Mir leuchtet nicht ein, wie man das vorab oder nach wenigen Tagen sinnvoll sollte beurteilen können. Trotzdem ließen natürlich die ersten Artikel nicht lange auf sich warten, in denen von empörten Studierenden, generellen Klagen und vielen Fragezeichen die Rede war – laute Stimmen eben. All die, die am 20. April mit den ihnen verfügbaren Mitteln vergleichsweise gut gestartet sind, von denen manche die ersten Schritte mit digitalen Technologien getan haben, andere von bereits bestehenden Erfahrungen und Routinen profitierten, werden nicht erwähnt, weil sie ihre Stimme nicht erheben – was auch nicht verwunderlich ist, denn das, was da jetzt in Lehre und Studium passiert, kostet Zeit, ist aufwändig, ungewohnt und bindet die Aufmerksamkeit. Das gilt auch für diejenigen im Hintergrund, die sich darum bemühen, dass die Technik läuft sowie Beratung und Unterstützung zur Verfügung stehen, wenn es „brennt“.
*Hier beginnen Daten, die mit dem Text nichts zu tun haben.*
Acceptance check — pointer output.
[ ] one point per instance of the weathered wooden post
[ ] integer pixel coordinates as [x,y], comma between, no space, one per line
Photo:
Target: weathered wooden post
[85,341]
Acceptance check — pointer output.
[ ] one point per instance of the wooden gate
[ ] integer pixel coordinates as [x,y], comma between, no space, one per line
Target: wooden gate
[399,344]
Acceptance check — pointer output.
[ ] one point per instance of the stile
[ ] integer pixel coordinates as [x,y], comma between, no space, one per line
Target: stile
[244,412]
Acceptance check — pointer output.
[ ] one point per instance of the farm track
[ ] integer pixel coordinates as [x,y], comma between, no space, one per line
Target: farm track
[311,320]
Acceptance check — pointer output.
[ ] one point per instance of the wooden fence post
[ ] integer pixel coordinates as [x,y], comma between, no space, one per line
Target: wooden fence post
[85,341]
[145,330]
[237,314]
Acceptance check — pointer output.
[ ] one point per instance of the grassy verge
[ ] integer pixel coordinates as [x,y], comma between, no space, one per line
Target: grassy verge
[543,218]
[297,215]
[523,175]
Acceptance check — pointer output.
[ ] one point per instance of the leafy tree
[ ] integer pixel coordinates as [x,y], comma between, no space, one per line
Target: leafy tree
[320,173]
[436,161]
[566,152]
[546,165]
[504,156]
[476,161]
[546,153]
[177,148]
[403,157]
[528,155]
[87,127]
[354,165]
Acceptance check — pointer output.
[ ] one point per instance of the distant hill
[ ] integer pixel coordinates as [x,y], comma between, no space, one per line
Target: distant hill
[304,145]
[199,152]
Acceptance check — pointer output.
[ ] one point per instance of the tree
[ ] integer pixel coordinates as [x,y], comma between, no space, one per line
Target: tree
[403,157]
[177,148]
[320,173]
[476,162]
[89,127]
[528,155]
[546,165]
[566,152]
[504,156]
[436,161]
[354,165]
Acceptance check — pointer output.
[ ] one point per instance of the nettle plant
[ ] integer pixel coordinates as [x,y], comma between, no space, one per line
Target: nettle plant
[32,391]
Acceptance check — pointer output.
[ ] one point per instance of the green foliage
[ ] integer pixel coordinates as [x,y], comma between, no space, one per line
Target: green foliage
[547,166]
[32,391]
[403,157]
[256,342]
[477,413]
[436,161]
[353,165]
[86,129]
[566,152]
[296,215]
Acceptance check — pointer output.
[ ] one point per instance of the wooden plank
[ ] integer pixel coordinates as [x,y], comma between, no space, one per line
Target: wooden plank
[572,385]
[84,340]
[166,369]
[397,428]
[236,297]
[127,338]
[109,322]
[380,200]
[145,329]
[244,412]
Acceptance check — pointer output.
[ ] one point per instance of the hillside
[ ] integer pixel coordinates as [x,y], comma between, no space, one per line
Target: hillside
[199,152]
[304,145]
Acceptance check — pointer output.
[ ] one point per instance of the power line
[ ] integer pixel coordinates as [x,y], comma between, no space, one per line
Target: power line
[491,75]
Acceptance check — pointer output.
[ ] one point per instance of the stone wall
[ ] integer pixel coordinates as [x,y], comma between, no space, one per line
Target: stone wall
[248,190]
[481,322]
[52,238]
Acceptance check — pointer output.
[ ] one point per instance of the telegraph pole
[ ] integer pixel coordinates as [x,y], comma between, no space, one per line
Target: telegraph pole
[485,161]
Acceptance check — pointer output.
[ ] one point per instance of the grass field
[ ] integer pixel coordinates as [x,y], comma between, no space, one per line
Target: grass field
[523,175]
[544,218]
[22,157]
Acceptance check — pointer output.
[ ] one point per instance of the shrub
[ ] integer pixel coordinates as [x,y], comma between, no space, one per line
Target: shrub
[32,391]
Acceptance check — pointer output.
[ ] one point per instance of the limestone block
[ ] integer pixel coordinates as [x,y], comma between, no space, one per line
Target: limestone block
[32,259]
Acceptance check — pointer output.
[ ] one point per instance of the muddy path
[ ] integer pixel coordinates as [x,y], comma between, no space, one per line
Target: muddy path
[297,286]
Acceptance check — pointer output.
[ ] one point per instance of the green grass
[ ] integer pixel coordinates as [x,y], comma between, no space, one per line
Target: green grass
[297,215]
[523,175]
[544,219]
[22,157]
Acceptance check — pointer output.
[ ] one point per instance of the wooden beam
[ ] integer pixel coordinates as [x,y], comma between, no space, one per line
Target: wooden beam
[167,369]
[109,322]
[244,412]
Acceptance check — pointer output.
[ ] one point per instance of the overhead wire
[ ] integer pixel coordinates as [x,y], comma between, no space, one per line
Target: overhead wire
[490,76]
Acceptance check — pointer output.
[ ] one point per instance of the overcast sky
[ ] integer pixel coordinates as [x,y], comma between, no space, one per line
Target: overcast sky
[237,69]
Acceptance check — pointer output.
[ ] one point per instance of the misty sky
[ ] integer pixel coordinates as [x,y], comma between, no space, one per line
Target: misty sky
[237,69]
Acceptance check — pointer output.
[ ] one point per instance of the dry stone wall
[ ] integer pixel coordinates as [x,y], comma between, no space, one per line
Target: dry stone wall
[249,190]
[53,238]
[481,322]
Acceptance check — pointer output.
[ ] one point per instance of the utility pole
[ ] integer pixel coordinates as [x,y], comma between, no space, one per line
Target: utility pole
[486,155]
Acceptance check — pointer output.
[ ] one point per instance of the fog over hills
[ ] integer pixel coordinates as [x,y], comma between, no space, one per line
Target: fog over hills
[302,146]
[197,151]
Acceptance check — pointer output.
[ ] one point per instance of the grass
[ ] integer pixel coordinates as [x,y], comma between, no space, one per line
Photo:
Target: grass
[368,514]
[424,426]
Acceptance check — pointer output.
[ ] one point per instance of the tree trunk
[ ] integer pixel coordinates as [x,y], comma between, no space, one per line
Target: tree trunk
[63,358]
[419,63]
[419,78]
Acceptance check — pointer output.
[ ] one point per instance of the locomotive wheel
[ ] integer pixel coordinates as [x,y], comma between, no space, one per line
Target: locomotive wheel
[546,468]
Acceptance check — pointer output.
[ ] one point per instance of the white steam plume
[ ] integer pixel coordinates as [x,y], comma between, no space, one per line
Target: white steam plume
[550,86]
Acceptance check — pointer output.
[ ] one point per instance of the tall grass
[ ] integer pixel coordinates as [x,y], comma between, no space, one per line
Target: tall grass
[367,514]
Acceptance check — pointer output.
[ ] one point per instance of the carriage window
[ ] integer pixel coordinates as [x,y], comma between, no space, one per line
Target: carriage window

Mit Blick auf meine eigene Lehre würde ich sagen, dass der Start soweit geglückt ist. Richtig ist, dass bereits am ersten Tag das von uns verwendete Learning Management System ausfiel, was erst einmal (auch bei mir) einen kleinen Panikschub auslöste und dann die Suche nach Überbrückungsstrategien aktivierte (in meinem Fall eine E-Mail-Benachrichtigung an die Teilnehmenden mit Anhängen und Links zur Kompensation des Ausfalls). Doch schon mittags die Erleichterung: Das LMS funktionierte wieder. Zwei synchrone Videokonferenz-Termine (an den Rändern des Tages) im Verlauf der Woche funktionierten bestens, über meine kurze Überblicksvideos hat sich zumindest niemand beschwert, alle Ressourcen sind digital verfügbar, und alle Teilnehmenden haben sich gewissenhaft an die ersten Aufgaben gemacht, die ich für die Beschäftigung mit der aktuellen Themeneinheit vorbereitet hatte – und das ist jetzt freilich einfach nur EIN Beispiel.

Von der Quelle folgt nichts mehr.